Erektion von Menhir Néolithique moyen (2848–2290 av. J.-C.) (≈ 2569 av. J.-C.)
Kunsthandwerk rund um die Pierre-Fiche
Bronze final – Hallstatt (902–431 av. J.-C.)
Wiederverwendung der Website
Wiederverwendung der Website Bronze final – Hallstatt (902–431 av. J.-C.) (≈ 831 av. J.-C.)
Dating von kreisförmiger Struktur
XIXe siècle
Geschätzter Überroll
Geschätzter Überroll XIXe siècle (≈ 1865)
Erwähnt von Leopold Niepce, ohne Erfolg
23 février 1923
Historische Denkmalklassifikation
Historische Denkmalklassifikation 23 février 1923 (≈ 1923)
Offizielle Website-Schutz
1989–1990
Suche und Erholung
Suche und Erholung 1989–1990 (≈ 1990)
Entdeckung und Stehen des zweiten Menhirs
Aujourd'hui
Aujourd'hui
Aujourd'hui Aujourd'hui (≈ 2025)
Position de référence.
Kulturgüter
Menhir dit La Pierre-Fiche (cad. ZI 66): auf Bestellung vom 23. Februar 1923
Kennzahlen
Léopold Niepce - Lokale Historiker
Der Versuch der Umkehrung
Ursprung und Geschichte
La Pierre Fiche ist ein ikonischer Menhir in Boyer, im Departement Saône-et-Loire, in Burgundy-Franche-Comté. Dieses während der Neolithzeit errichtete Denkmal zeichnet sich durch seine Höhe von 4,60 Metern und seine Neigung nach Osten aus. Der Standort beherbergt einen zweiten Menhir, kleiner (3,90 m), der 1990 nach halber Bestattung neu angeordnet wurde. Diese beiden Blöcke des lokalen Jurassic Kalksteins zeigen intensive megalithische Aktivität in der Gegend, mit felsigen Ausläufern weniger als 2 km entfernt.

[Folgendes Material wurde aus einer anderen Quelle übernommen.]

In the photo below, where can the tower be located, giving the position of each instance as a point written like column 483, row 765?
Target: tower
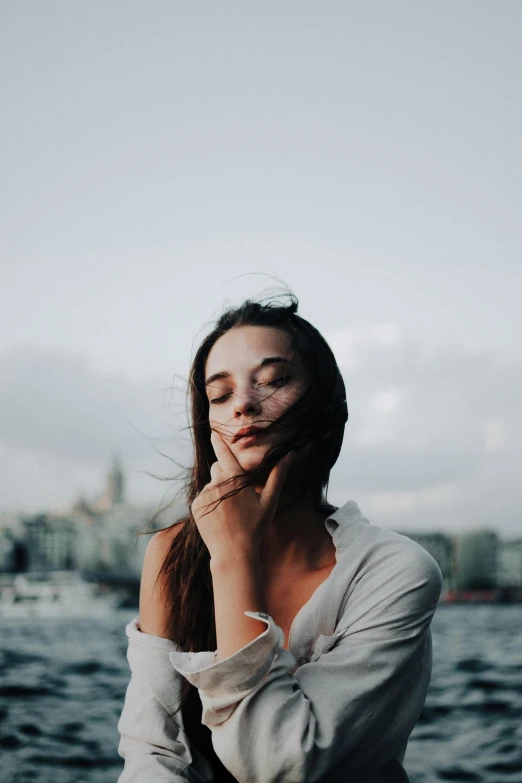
column 115, row 483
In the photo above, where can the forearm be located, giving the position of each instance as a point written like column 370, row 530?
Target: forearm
column 238, row 587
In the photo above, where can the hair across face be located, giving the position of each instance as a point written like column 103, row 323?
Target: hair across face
column 253, row 377
column 265, row 366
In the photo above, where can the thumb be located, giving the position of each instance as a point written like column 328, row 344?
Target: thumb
column 275, row 481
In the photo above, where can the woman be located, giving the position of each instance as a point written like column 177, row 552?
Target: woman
column 278, row 638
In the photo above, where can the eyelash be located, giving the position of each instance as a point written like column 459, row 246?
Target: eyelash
column 278, row 383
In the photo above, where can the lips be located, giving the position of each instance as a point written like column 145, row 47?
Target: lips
column 246, row 432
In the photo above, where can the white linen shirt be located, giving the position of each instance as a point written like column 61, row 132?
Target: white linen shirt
column 337, row 707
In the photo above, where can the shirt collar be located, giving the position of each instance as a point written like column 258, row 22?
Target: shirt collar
column 345, row 523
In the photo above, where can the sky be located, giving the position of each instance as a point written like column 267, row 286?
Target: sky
column 161, row 161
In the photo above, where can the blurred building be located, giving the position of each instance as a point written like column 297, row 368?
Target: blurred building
column 476, row 560
column 99, row 535
column 49, row 543
column 509, row 563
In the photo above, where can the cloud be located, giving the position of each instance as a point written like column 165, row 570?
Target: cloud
column 61, row 421
column 433, row 439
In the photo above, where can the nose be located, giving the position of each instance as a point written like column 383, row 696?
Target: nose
column 247, row 402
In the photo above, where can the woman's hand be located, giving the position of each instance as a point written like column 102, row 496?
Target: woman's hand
column 235, row 527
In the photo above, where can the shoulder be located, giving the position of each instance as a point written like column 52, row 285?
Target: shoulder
column 153, row 605
column 401, row 572
column 386, row 567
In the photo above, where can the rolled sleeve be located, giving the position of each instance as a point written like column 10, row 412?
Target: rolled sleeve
column 240, row 672
column 153, row 742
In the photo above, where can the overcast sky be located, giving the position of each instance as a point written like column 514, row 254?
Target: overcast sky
column 160, row 159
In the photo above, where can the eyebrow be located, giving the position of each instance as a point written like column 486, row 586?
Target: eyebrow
column 269, row 360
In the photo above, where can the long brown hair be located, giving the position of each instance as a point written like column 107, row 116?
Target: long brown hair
column 321, row 414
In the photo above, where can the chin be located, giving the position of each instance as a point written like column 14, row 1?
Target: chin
column 250, row 459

Nach historischen Quellen ist die Pierre Fiche einer der wenigen Menhiren von Burgund, die seit ihrer Erektion stehen geblieben sind. Im 19. Jahrhundert berichtete Leopold Niepce, dass die Einwohner von Tournus versuchten, ihn ohne Erfolg zu überstürzen. 1989 erlaubten archäologische Ausgrabungen, die von der Forschungsgruppe Tournus durchgeführt wurden, neolithische Artefakte zu entdecken, darunter mehr als 700 Flint-Werkzeuge und Keramiktees. Diese Objekte, die aus dem Nahen Neolithikum (2848–2290 v. Chr.) stammen, schlagen eine längere menschliche Beschäftigung um den Standort vor.

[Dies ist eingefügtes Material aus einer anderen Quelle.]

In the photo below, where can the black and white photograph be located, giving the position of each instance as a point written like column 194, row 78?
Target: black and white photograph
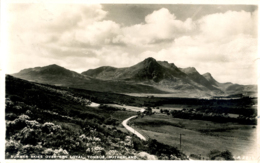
column 131, row 81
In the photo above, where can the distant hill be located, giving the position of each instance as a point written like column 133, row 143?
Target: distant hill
column 147, row 76
column 57, row 75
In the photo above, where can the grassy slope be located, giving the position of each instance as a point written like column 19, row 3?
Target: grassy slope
column 239, row 139
column 27, row 98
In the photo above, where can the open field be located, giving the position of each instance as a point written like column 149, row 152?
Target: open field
column 239, row 139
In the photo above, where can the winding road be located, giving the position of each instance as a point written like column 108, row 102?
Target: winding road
column 124, row 123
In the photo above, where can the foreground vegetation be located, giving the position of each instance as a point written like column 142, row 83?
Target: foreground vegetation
column 200, row 136
column 47, row 122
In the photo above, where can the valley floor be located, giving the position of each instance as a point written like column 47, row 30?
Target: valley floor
column 240, row 140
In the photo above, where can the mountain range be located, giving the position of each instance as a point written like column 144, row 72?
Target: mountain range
column 148, row 76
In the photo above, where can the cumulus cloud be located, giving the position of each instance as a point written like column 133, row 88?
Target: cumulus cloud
column 226, row 46
column 161, row 25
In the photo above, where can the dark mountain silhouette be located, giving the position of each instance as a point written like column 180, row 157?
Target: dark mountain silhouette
column 148, row 76
column 57, row 75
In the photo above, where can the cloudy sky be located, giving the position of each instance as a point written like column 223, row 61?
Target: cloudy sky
column 220, row 39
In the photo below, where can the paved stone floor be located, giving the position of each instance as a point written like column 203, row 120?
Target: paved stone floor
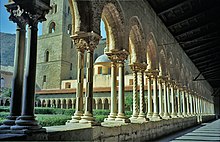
column 205, row 132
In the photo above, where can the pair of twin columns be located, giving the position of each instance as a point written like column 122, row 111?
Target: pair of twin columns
column 21, row 117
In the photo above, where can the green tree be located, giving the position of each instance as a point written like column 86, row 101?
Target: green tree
column 128, row 102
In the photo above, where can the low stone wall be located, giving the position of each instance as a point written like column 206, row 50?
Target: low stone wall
column 128, row 132
column 206, row 118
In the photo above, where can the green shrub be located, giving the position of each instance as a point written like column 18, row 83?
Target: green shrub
column 40, row 110
column 128, row 113
column 4, row 109
column 101, row 112
column 100, row 118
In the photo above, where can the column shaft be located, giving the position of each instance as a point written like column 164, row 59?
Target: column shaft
column 155, row 98
column 142, row 98
column 27, row 119
column 160, row 98
column 149, row 96
column 17, row 82
column 166, row 115
column 88, row 116
column 121, row 110
column 135, row 95
column 173, row 113
column 113, row 112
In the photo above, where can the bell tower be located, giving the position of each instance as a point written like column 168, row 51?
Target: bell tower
column 56, row 54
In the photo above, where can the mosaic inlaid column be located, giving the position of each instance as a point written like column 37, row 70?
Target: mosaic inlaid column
column 184, row 103
column 113, row 109
column 166, row 114
column 135, row 68
column 179, row 114
column 92, row 41
column 173, row 113
column 81, row 44
column 155, row 116
column 149, row 95
column 122, row 56
column 160, row 81
column 27, row 121
column 17, row 81
column 141, row 116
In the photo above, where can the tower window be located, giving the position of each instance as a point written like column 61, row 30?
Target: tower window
column 99, row 70
column 69, row 30
column 47, row 56
column 68, row 10
column 71, row 66
column 44, row 78
column 71, row 44
column 2, row 85
column 130, row 81
column 55, row 8
column 52, row 27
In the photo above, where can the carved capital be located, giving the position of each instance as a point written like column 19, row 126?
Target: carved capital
column 117, row 56
column 22, row 17
column 138, row 67
column 17, row 15
column 152, row 73
column 86, row 41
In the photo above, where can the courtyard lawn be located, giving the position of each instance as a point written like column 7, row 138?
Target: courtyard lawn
column 56, row 116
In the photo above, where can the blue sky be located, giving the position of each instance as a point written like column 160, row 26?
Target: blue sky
column 7, row 26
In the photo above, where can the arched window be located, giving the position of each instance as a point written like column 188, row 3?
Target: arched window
column 52, row 27
column 2, row 85
column 55, row 8
column 44, row 78
column 47, row 56
column 69, row 30
column 71, row 66
column 68, row 10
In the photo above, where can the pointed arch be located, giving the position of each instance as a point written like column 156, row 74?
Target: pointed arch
column 152, row 52
column 136, row 40
column 113, row 20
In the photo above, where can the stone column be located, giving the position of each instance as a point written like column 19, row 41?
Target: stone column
column 173, row 113
column 187, row 103
column 155, row 116
column 27, row 120
column 184, row 103
column 179, row 114
column 122, row 55
column 113, row 109
column 135, row 68
column 149, row 95
column 160, row 81
column 141, row 117
column 80, row 43
column 92, row 40
column 191, row 103
column 166, row 114
column 168, row 97
column 17, row 81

Der Standort enthält auch Spuren einer kreisförmigen Hohlstruktur, die als Kalbungsgrube für einen Holzstock interpretiert wird. Die Kohlenstoff-Dating 14 der Knochen- und Kohlenreste in dieser Grube zeigt eine spätere Besetzung zwischen der letzten Bronze und dem Beginn von Hallstatt (902–431 BC). Diese Entdeckungen zeigen die Wiederverwendung der Website im Laufe des Alters, weit über seine ursprüngliche Megalith-Funktion hinaus.
Seit dem 23. Februar 1923 ist die Pierre Fiche von lokalen Legenden umgeben. Einer von ihnen sagt, dass der Menhir ein Palet sein würde, der von Jesus aus dem Berge der Gerechtigkeit während einer Herausforderung gegen Satan gestartet wird. Eine weitere Tradition verbindet das Denkmal mit dem Grab eines Gaulish-Chefs. Diese Volksgeschichten illustrieren die symbolische Bedeutung von Menhir in der regionalen kollektiven Phantasie.

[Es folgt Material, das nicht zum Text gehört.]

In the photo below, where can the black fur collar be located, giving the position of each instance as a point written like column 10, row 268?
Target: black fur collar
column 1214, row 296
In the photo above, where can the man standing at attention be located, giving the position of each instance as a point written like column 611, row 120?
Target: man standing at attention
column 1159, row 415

Der Standort ist Teil einer größeren archäologischen Landschaft, mit Entdeckungen von Menhiren und Bestattungen weniger als 1 km nördlich, datiert von 1937–38. Diese Elemente, kombiniert mit neolithischen Artefakten und späteren Strukturen, machen die Pierre Fiche zu einem großen Zeugnis der prähistorischen und protohistorischen menschlichen Besetzung in Burgund.